The benefits to Interest Only are based around these concepts:
1. Lets say the difference in repayments between Principal & Interest, and Interest Only is $500 a month…
All that money you are paying onto the Loan is saving you interest sure.. but when you want to borrow for your PPOR, and you borrow against that equity you have paid off, that new balance will not be tax deductible. If you had selected an Interest Only loan and paid that extra $500 a month into the offset account, you can just take it out whenever you want…. and that balance is still tax deductible.
2. Second concept is, it free's up cash flow, which allows you to invest the cash somewhere else (ie another property)… when interest rates are low as they are currently, interest only is fantastic because you can probably get a better return sticking your cash somewhere else
I am not qualified to give financial advice, this is just my response to your topic through my property investment experiences.
In terms of what amount to put down as a deposit, i was thinking 100-120k, and the rest straight into the offset.
Pay the minimum Deposit you can – you may wish to avoid LMI, in which case it would be 20% (or $64k) but do consider whether it might be better to pay LMI (in the early 80's it is not very expensive) to retain control of the maximum amount of your money. THEN stick what's remaining in your Offset.
By the way, here's a look at one of my posts that attempts to explain the Offset Account and what it does :-
Maybe that helps some? It is worth spending some time getting familiar with the options available to you, and the two main ones are like chalk and cheese (the Offset is the cheese, IMHO ).
I would advise that you contact a good Mortgage Broker – there are several on here and their sigs identify them.
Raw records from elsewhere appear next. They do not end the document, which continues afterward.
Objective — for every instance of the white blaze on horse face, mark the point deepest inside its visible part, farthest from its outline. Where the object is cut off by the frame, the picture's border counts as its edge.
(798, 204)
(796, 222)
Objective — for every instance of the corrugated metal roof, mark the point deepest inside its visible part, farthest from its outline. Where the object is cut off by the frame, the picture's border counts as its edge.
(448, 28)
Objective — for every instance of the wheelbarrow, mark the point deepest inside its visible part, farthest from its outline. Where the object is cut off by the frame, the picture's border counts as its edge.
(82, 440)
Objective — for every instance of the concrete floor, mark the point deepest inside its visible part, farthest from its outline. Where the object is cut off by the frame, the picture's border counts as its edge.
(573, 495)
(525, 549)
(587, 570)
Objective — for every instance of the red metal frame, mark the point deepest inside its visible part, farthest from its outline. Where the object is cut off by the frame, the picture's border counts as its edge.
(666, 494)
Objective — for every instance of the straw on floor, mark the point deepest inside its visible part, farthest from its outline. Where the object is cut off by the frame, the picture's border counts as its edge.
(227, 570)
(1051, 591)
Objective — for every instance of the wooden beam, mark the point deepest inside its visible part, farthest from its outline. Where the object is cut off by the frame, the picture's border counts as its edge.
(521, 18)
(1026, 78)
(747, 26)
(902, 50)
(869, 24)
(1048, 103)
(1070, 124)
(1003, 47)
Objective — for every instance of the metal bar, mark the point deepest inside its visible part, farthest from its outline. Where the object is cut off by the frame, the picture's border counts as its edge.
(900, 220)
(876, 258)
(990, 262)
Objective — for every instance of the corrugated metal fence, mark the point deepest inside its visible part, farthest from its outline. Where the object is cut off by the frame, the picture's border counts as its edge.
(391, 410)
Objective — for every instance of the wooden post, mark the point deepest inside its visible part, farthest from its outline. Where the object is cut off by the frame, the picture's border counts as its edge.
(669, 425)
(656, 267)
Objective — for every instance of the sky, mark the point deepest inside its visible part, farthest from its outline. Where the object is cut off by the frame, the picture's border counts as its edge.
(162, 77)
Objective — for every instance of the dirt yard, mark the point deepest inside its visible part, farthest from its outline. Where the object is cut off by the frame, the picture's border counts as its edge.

A good one will take you through your situation now, AND be mindful of "Where you want to be" in the future, and will advise how best to get there.
As you are finding, this whole finance area is quite complex – but, get it right, and your path will be so much easier down the track.
It will let you add your purchase price, deposit and calculate your stamp duty, lmi, grants etc. then will work out how much your loan amount will be and use that figure for calculations.
you also enter your purchase suburb and will use capital growth data to help you calculate equity, and in your case a fixed/interest only period and how much money you will save into your offset account.
once youve added everything it will give you heaps of calculation results and you can find out when you are likely to have enough equity to fund your next purchase.
takes a good 10 mins to get your head around it, but i found it very helpful and listening to your situation i think you will also.